Custom Agents
Building Custom Agents with Causely
Most custom agents can access telemetry, but struggle to determine what is actually happening, what caused it, and what action is safe.
Causely provides the system intelligence layer needed to interpret telemetry consistently and make reliable decisions.
Whether you are building internal incident tooling, AI-driven workflows, or automation pipelines, Causely provides the structured system intelligence needed to interpret telemetry and act safely.
When to Build a Custom Agent
Building a custom agent is the right approach when:
- You have internal workflows that do not map to existing tools
- You want to integrate reliability decisions into your own systems
- You are building end-to-end automation (detection → diagnosis → action)
- You need full control over logic, policies, and execution
How It Works
Custom agents use Causely to move from raw telemetry to structured, system-aware decisions.

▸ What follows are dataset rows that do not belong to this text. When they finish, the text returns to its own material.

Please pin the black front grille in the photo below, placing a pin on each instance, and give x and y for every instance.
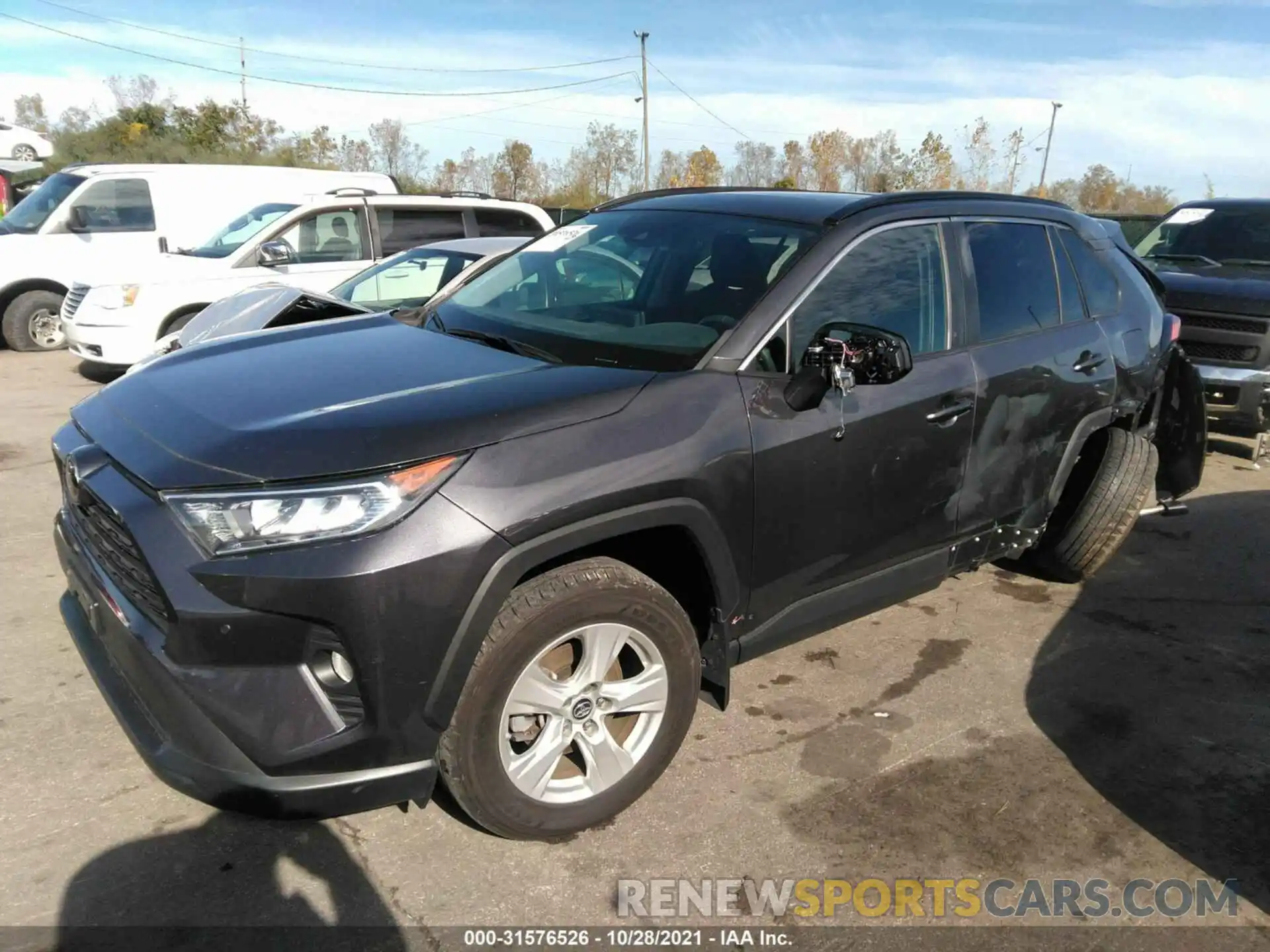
(1217, 321)
(1206, 349)
(112, 546)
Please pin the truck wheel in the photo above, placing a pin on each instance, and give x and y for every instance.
(1100, 506)
(577, 702)
(31, 321)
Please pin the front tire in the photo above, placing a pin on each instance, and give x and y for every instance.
(577, 702)
(32, 321)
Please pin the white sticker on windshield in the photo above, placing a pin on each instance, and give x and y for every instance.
(558, 239)
(1188, 216)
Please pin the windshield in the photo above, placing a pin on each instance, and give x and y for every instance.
(646, 290)
(1210, 237)
(232, 238)
(33, 211)
(407, 280)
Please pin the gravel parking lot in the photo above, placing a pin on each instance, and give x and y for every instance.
(1000, 727)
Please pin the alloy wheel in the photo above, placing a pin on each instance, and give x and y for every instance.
(583, 713)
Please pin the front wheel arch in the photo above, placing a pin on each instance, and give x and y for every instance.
(526, 559)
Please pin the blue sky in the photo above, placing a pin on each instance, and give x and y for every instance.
(1167, 91)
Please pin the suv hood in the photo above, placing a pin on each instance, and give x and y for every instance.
(333, 397)
(1227, 288)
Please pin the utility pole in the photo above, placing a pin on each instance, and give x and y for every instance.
(643, 56)
(1040, 187)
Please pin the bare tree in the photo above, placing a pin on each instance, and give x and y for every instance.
(513, 169)
(393, 150)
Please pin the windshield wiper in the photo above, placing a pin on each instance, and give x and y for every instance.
(502, 343)
(1203, 259)
(1248, 262)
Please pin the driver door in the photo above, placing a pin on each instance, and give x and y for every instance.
(883, 498)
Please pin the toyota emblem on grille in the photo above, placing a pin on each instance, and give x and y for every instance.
(71, 480)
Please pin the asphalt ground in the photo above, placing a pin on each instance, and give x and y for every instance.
(1000, 727)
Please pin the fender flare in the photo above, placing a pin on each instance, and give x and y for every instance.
(1086, 428)
(513, 564)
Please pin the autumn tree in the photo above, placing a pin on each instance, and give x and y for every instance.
(756, 164)
(794, 167)
(828, 158)
(513, 169)
(701, 169)
(28, 111)
(669, 171)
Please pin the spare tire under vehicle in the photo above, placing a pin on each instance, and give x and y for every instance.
(1100, 506)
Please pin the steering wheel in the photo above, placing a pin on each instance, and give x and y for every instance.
(718, 321)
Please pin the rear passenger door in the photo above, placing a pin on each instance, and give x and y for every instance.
(1043, 367)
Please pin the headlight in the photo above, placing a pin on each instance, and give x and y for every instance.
(239, 522)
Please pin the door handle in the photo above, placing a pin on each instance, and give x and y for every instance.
(1089, 362)
(951, 413)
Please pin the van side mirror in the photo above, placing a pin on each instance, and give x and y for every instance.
(77, 219)
(271, 254)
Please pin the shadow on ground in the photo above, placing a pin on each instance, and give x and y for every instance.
(232, 871)
(1156, 686)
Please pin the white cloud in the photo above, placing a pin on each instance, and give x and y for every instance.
(1171, 114)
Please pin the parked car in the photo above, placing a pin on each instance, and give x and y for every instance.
(319, 568)
(400, 285)
(118, 218)
(118, 317)
(1213, 257)
(22, 143)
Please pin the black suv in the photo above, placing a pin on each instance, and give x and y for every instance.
(1214, 260)
(509, 539)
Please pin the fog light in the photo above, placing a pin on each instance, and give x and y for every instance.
(341, 666)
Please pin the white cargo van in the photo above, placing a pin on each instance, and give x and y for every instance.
(89, 216)
(114, 315)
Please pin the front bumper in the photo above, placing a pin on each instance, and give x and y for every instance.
(1236, 397)
(220, 696)
(117, 344)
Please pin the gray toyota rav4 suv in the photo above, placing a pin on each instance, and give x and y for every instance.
(507, 539)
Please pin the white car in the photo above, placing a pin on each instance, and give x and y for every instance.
(402, 286)
(116, 319)
(22, 143)
(107, 216)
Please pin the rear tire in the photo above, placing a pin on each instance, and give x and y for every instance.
(1100, 506)
(31, 321)
(589, 594)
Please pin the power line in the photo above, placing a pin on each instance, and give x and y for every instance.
(698, 100)
(329, 63)
(302, 83)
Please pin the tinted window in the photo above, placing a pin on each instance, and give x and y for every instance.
(1014, 273)
(407, 280)
(506, 222)
(328, 237)
(32, 211)
(117, 205)
(1101, 290)
(613, 288)
(1068, 287)
(1226, 234)
(892, 281)
(405, 227)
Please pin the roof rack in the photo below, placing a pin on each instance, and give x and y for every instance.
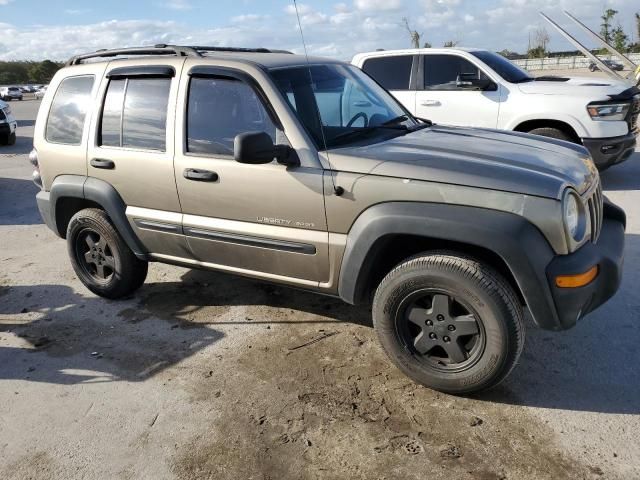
(164, 49)
(238, 50)
(160, 49)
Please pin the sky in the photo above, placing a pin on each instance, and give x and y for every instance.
(40, 29)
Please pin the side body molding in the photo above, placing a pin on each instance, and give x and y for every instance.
(100, 192)
(517, 242)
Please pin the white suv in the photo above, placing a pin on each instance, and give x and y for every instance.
(478, 88)
(8, 125)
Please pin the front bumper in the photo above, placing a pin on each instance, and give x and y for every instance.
(572, 304)
(609, 151)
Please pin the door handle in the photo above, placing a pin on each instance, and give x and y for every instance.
(200, 175)
(102, 163)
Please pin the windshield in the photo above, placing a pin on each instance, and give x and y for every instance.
(339, 105)
(503, 67)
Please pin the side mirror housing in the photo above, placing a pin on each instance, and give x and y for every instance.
(257, 148)
(469, 81)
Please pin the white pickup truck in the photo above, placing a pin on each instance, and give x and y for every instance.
(478, 88)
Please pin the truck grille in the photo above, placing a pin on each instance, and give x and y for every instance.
(595, 211)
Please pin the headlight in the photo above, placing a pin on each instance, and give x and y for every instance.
(575, 220)
(608, 111)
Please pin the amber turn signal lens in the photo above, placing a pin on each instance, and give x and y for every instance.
(576, 281)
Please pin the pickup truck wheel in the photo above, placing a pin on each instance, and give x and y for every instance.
(100, 257)
(449, 322)
(551, 133)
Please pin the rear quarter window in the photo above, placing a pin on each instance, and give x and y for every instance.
(68, 113)
(393, 73)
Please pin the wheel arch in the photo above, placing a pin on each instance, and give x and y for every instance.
(385, 234)
(71, 193)
(569, 128)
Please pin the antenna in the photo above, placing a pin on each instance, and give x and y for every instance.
(605, 68)
(336, 189)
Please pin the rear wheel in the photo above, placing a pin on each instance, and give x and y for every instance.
(449, 322)
(100, 257)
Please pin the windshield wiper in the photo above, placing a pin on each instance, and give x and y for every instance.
(395, 120)
(364, 131)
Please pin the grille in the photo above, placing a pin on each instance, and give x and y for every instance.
(595, 208)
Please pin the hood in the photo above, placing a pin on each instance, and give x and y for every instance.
(491, 159)
(595, 87)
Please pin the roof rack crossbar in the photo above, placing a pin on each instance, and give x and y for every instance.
(237, 49)
(160, 49)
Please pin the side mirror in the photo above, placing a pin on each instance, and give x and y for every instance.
(257, 148)
(469, 81)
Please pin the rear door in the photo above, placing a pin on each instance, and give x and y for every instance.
(396, 73)
(132, 148)
(440, 100)
(261, 220)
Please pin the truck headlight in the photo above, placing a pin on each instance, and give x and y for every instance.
(608, 111)
(575, 219)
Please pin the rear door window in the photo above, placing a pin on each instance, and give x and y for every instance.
(441, 72)
(393, 73)
(135, 113)
(69, 110)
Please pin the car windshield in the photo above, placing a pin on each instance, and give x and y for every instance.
(503, 67)
(340, 105)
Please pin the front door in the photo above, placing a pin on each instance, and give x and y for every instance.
(442, 101)
(261, 220)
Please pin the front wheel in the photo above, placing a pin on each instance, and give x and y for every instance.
(449, 322)
(101, 258)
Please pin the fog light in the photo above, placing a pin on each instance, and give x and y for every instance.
(608, 148)
(577, 281)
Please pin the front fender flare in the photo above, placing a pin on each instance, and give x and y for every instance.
(516, 241)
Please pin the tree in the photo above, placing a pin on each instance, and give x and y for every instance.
(540, 42)
(605, 30)
(619, 38)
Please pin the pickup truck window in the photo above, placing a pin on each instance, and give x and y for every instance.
(441, 71)
(503, 67)
(392, 72)
(339, 104)
(219, 109)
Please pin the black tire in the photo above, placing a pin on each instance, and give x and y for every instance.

Custom agents typically interact with Causely in one of two ways:
1. MCP Server (Recommended)
Use the Causely MCP Server to provide a standardized interface for agents.
Your agent:
- Receives a signal (alert, event, user input)
- Queries Causely via MCP
- Receives structured outputs (root cause, dependencies, explanation)
- Takes action based on those outputs
This is the fastest way to integrate Causely into agent-based systems.
2. API Integration
For more control or non-MCP environments, you can interact directly with the Causely API.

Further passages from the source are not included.